The bessemer process and the war office

Interview with the Secretary of State for War
Early Difficulties
Steel Gun Tubes
Colonel Wilmots experiments
Tests made at Woolwich

I was kept for some time in daily expectation of a reply from the War Office accepting my tender, but no letter arrived, and at last I ventured on seeking an interview with the Minister of War, Mr. Sidney Herbert. He appeared to know very little on the subject. I took, however, the opportunity of explaining to him, in as clear and concise a manner as possible, the great national interests hanging on his decision. I told him that steel, the strongest of all known conditions of the metal iron, had hitherto been so costly as to considerably restrict its use; that by my process we produced it at a cost not exceeding £6 or £7 per ton, instead of £50 or £60, its ordinary market value; that instead of being made in small crucibles of 40 lb. or 50 lb. only in weight, we could make five tons of it in the short space of twenty minutes in a single operation; and, what was still more important, instead of being the hard and brittle material, such as is required to make cutting implements, the new steel possessed a toughness and tenacity far exceeding the very finest qualities of wrought iron known in commerce. I also endeavoured to impress on him the fact that Colonel Eardley Wilmot had seen the process in operation, had amply tested it, and had in his office at Woolwich pieces of gun-tubes that had been put to such unheard-of proofs as to afford to the meanest capacity overwhelming evidence of its fitness for the construction of ordnance. I also told him that in the chemical laboratory numerous analyses had been made by their own chemist; that in their rolling mill, bars had been rolled, and in their testing-house an immense number of most satisfactory tests had been made as to the tenacity and toughness. I said that the people at the head of each of these departments at Woolwich could adduce abundance of corroborative evidence of every statement I had made.

Mr. Sidney Herbert listened to all this, and remarked that it was a technical question which he was not prepared to deal with at that moment; but said that he would give the whole matter his most earnest attention, and that I might call on him that day week to hear his reply.
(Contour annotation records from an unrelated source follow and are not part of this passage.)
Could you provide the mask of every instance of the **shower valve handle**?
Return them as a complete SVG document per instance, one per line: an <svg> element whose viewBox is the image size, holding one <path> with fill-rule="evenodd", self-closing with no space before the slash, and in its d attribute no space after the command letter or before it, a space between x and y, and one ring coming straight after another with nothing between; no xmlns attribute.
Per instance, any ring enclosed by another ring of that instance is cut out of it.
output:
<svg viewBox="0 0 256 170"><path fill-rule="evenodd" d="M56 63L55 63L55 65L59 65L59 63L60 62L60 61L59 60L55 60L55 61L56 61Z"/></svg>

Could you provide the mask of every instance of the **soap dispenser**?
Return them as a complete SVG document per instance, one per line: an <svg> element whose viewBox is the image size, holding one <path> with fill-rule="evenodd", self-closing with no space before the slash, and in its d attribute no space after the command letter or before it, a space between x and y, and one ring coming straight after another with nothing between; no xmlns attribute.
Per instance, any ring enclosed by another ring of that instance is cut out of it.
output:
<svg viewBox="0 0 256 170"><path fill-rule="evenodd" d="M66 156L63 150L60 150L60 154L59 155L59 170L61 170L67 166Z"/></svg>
I waited impatiently for this second interview, in full confidence that Colonel Wilmot, and other heads of the chemical and testing departments, would have been called on to corroborate, or disprove, the statements I had made, and would have given him such proofs in favour of mild Bessemer steel as would at once have secured me the contract to erect at Woolwich the converting apparatus which Colonel Wilmot was so anxious to see in practical operation there. But Mr. Herbert did not examine or consult Colonel Wilmot, who could have told him all about it. He made no enquiries at the testing or other departments at Woolwich, nor did he take the trouble to look at the flattened gun-tubes, and other proofs, which would have irresistibly convinced any man of ordinary capacity and intelligence that this material was, at least, well worthy of being put to a practical proof in the interests of the State, by the immediate construction of a gun. He informed me that he had consulted Sir William Armstrong, who, he said, had at once declared that "steel was wholly inapplicable to the construction of ordnance;" and who, if Mr. Sidney Herbert's statements were true, had succeeded in convincing him that it would be a waste of time and public money to put up the Bessemer apparatus at Woolwich. It was quite evident that Mr. Sidney Herbert had made up his mind to fling to the winds all the labours and trials of Colonel Wilmot, and at the same time to utterly ignore me and the expense and trouble to which I had been put.
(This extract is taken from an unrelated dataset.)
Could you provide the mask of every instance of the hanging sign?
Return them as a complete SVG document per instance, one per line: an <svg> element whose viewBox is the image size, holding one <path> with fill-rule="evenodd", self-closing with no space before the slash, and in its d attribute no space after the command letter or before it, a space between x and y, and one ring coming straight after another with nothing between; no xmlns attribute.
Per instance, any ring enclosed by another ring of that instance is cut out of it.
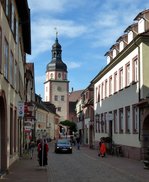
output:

The strongest protest on my part at this injustice, and my urgent request to have my process tried, failed to move Mr. Sidney Herbert one iota from his firm resolve to keep me and my process out of Woolwich, and to allow Sir William Armstrong, with his immensely more expensive welded iron gun, to have the field to himself. There was nothing for it but to submit, and I retired from this interview in deep disgust with Mr. Herbert and his arbitrary proceedings.
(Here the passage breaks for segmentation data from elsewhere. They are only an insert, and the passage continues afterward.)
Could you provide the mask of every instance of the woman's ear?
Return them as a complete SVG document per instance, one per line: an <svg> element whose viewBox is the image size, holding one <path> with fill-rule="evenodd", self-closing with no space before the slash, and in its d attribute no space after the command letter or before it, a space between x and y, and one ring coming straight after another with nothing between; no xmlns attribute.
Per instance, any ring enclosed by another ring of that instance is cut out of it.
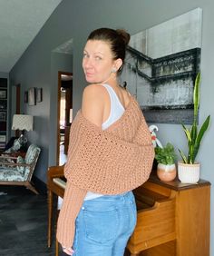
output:
<svg viewBox="0 0 214 256"><path fill-rule="evenodd" d="M113 68L118 71L122 65L122 59L116 59L114 61Z"/></svg>

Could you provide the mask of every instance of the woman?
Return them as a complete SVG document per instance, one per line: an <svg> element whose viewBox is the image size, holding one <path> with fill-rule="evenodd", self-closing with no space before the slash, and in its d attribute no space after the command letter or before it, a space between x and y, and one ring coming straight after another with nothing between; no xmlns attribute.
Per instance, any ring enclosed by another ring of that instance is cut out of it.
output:
<svg viewBox="0 0 214 256"><path fill-rule="evenodd" d="M141 111L118 83L130 35L92 32L83 68L90 84L72 125L57 239L73 256L122 256L136 224L131 190L149 177L153 147Z"/></svg>

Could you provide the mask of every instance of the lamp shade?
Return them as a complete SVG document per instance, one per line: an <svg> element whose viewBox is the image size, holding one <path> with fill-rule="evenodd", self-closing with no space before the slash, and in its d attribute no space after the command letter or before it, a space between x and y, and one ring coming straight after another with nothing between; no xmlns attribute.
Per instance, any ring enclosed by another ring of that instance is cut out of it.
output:
<svg viewBox="0 0 214 256"><path fill-rule="evenodd" d="M12 130L33 131L34 117L29 114L14 114Z"/></svg>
The event just recorded, although it had the effect of closing my connection with Woolwich Arsenal, did not in any way determine the fitness or otherwise of mild Bessemer steel for the construction of ordnance. I feel bound in honour, and in justice to my own name, to vindicate, not by mere words, but by an army of well-authenticated facts such as no intelligent person can lessen or deny, the perfect adaptability of this discarded material for that purpose.